In 1811 Sir William Hoste, a young captain and commander of the British Navy in the Adriatic, erected an artillery fort on this island that was part of the defence system on the Fortica (Fort George III) – Wellington line, which, at that time, protected the port of Vis from the sudden attack of the French and Russians.
Hoste was a favorite of Vice-Admiral Lord Nelson, and was sent to the Adriatic with only four ships. In just two months, in 1810, Hoste captured or sunk 40 ships. On March 13, 1811, a French – Italian fleet of 11 ships under the command of Bernard Dubourdieu attacked him near Vis. This did not terrify the young Host, he destroyed and captured four ships, and killed Dubourdie during the battle. This and the other victories, brought immense popularity to the young British officer.
In ancient times there was a quarantine on this island. In order to protect the local population, all passengers from ships arriving to Vis had to spend some time in quarantine to determine whether they were infected with any of the diseases of the time, plague or cholera.

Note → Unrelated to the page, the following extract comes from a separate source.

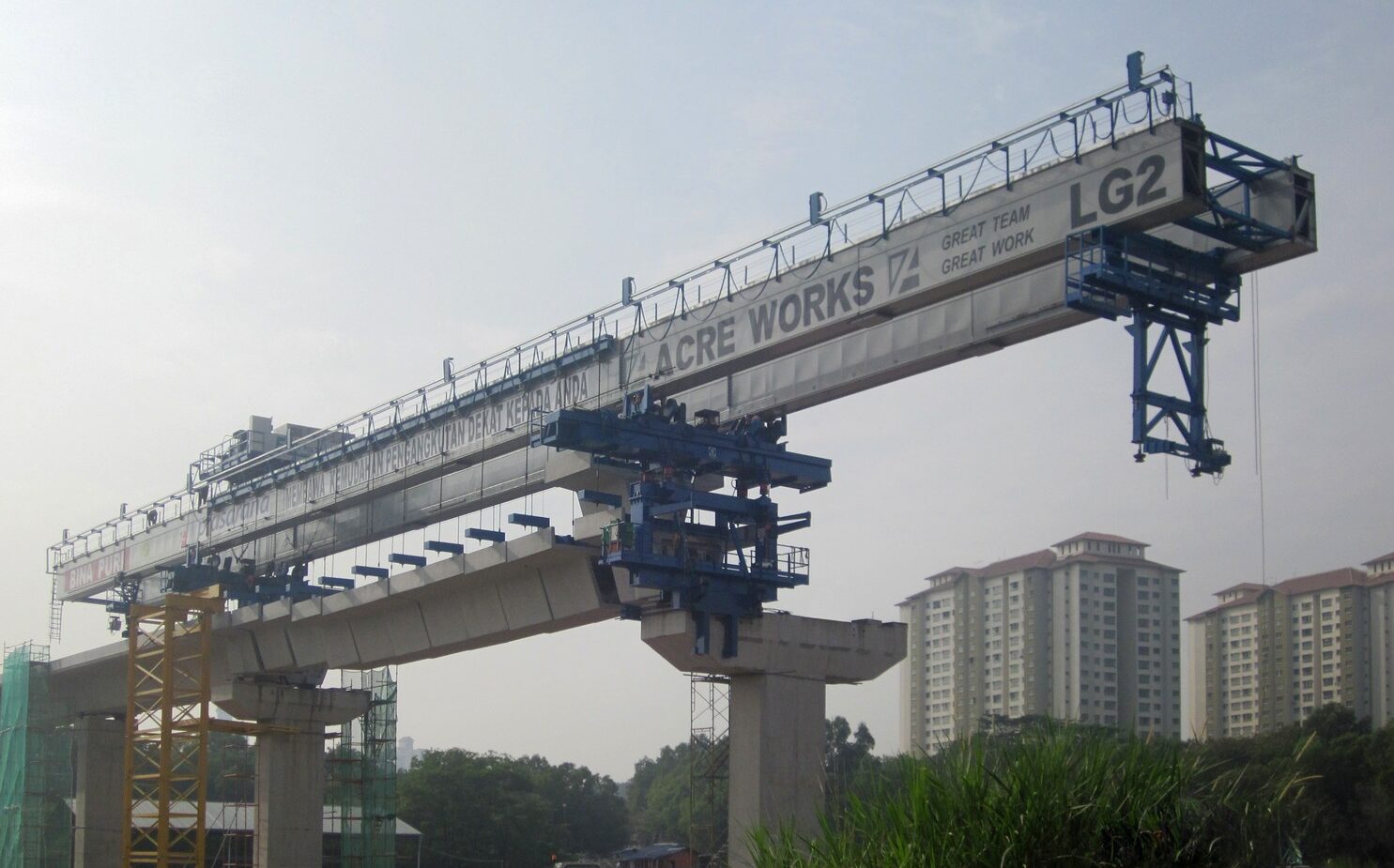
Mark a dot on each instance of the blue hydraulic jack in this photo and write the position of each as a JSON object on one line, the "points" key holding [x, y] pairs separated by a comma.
{"points": [[714, 555]]}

On the site of the former Fortress Host, in 1873, a lighthouse was built, and in the following decades the lighthouse keepers and their families constantly lived there. Being those the times under the rule of Austro-Hungary, the families were of various nationalities: Germans, Hungarians, Czechs, Poles, but the longest serving lighthouse-keeping family was, almost inheritably, a family Siminiati from.
Host is currently on the list of only eight islands from all over the world, which is recommended the newlyweds for the ideal honeymoon. Just a five-minute boat ride away from the town of Vis, this piece of land for two has been transformed into an oasis in which complete privacy is guaranteed. The lighthouse has been converted into a comfortable accommodation with two double bedrooms, a kitchen, and a living room. Below the building there is a small beach, and a special attraction – a stone terrace for memorable breakfasts and sunsets to remember.
Location: The Isle of Host is located just 500 m from the coast, 5 minutes taxi ride.